Bu yönüyle evrensel boyuta taşınan eser, tiranın,anarşinin veya gözlemci halkın ne kadar tanıdık olduğunu göstererek, kaçacak bir orman arayışına sürükler okuru.
Ve Jünger der ki:
"Dünyanın ruhu bazen korkunç bir Procrustes'e dönüşüyor gibi görünüyor."
Belirlenen kalıpların dışındaki her şeyi iğdiş etmeyi, standart bir yapıya kavuşturmayı hedefleyen sistemin korkunçluğu, emeği ve duyguyu yok sayan birilerinin erkinde yaşamaya zorlanan insan, procrustesun karşısında sessiz bir yok oluşa gidecektir.
Eumeswil'in kahramanını (ki Jüngerin yansımasıdır) sessizce sahneden alan bu ruhtur.
Her okuduğumda soğuk üslubuna tutulduğum yazarın Eumeswil'inde, onun içine girdiği kalelerde gördükleri ve seyirci kalmak zorunda olduklarıyla Jünger'in kederli hüznünü hissettim.
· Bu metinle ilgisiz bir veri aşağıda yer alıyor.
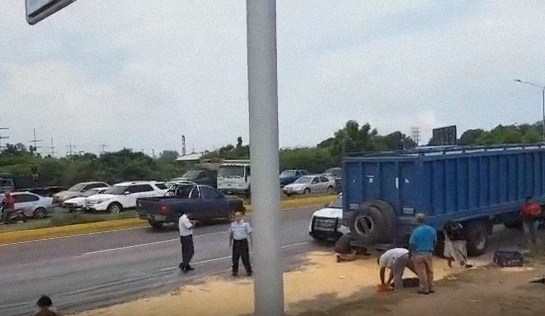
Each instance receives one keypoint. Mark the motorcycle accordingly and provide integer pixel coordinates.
(14, 216)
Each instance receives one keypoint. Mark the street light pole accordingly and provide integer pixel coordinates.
(542, 104)
(263, 108)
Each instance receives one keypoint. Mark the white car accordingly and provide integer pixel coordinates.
(326, 223)
(123, 196)
(33, 205)
(310, 184)
(77, 203)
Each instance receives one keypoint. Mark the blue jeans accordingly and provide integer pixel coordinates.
(529, 227)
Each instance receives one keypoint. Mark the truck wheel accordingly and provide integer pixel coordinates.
(342, 245)
(368, 224)
(390, 219)
(477, 238)
(155, 225)
(114, 208)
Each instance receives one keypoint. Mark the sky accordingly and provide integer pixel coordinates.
(107, 75)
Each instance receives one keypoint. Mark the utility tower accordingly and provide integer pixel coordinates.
(415, 134)
(52, 148)
(35, 142)
(70, 150)
(3, 137)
Kitap çok derin ve bilinçli bir okuma gerektiriyor siyasi tarihe hakimiyet gerektiriyor bu anlamda yetkin bir okumanın kıyılarında dolaştığımı düşünüyorum.
Askerî ve siyasi argümanların farkındalığı ile okuma keyfinin yükseleceği bir eser olduğu için
ilgilisine tavsiye ederim.
Esen kalın.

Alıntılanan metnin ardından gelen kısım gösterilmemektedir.